Usually, on credit card, customers had to pay the minimum of 3% of the balance they own on the credit card. Now, thinking being smart, BMO Bank of Montreal is reducing the payment to 2%. What’s supposed to be a good gesture is really not. And I am going to explain why. Credit card debts are not good debts. By reducing the minimum payment of their credit cards to 2%, BMO Bank of Montreal is helping Canadians to increase their level of debts. And nothing more than that.

Ok, you might told yourself, the poor girl had been laid off from BMO Bank of Montreal and she has more than 20 000$ in debts. Yes, I have more than 20 000$ in debts. But those debts are good debts. The interest rate for those debts is not 19.5% like on regular BMO Bank of Montreal MasterCard. Ok, BMO Bank of Montreal offers a 11.9% interest rate on credit card, but they charge for it. The fee is 35$ per year. Is that being brilliant? No that’s being dumb.

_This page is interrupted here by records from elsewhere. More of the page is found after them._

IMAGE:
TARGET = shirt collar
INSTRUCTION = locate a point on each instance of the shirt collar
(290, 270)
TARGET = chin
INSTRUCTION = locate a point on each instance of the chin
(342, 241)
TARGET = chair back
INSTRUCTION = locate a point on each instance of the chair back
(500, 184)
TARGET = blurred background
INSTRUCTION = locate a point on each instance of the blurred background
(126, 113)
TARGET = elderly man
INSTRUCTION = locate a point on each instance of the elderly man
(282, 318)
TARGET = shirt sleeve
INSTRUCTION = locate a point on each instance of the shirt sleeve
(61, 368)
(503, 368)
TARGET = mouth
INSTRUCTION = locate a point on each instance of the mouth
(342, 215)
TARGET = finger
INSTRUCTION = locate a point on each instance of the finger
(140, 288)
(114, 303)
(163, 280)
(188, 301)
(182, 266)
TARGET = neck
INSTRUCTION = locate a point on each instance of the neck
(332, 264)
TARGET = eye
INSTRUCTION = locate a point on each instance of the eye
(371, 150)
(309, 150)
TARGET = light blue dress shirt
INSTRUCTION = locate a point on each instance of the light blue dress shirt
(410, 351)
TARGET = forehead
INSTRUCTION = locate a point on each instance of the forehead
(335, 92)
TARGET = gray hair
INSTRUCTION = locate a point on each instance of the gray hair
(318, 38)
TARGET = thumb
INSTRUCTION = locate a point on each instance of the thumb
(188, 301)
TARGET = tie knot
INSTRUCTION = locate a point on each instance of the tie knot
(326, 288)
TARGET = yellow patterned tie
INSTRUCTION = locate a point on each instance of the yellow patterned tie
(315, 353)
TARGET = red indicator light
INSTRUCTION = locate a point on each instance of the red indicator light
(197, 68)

And what BMO Bank of Montreal customers do not know, unfortunately, is that BMO Bank of Montreal is not welling to help reducing their level of debts. BMO Bank of Montreal is actually going on the exact opposite direction. BMO Bank of Montreal hidding message is: « please fully use your credit card, reach your limit and enjoy. You don’t have to worry about one thing; you’ll only have to pay 2% of the full amount due. » This is how BMO Bank of Montreal is helping Canadians: by creating more debts. Which is really really bad. The exposure to heavy debt can rise easily with this new payment rule.

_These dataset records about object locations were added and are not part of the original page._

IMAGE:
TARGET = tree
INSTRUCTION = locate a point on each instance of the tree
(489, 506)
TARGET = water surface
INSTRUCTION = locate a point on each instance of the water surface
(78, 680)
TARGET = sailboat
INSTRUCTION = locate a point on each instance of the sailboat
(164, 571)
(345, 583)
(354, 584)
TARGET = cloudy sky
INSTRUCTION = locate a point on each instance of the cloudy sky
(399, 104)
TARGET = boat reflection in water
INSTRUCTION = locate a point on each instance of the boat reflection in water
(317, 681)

Credit card debts are the worst kind of debts an individual can hold. When it comes to credit products, you need to play smart. Instead of having a credit card with BMO MasterCard that you are paying 35$ per month to have the too high interest rate of 11.5%, why customer do not turn to TD Canada Trust an open a credit line at 8% interest rate, free of charge by the way. Why customers are willing to pay 35$ for a higher interest rate while its possible to get a lower interest rate, at no extra fee, with another bank? You have one life, one credit life. Do not let it ruin by BMO Bank of Montreal MasterCard. Be smart. And don’t forget to beat the steel when it’s hot… ok?


Financial Cents said...

Not pleased with BMO eh? Good for you, you don't seem worried!

Anonymous said...

Pretty obvious this is purely emotional. If you have a credit card and use it properly (e.g. pay it off...) then the interest should not matter. The fact that they are discounting something that could cost you more is always a good thing. You don't mention that they are one of the best branches for TFSA among the big Canadian banks. Consumer beware... sounds like you've just got a grudge from being laid off.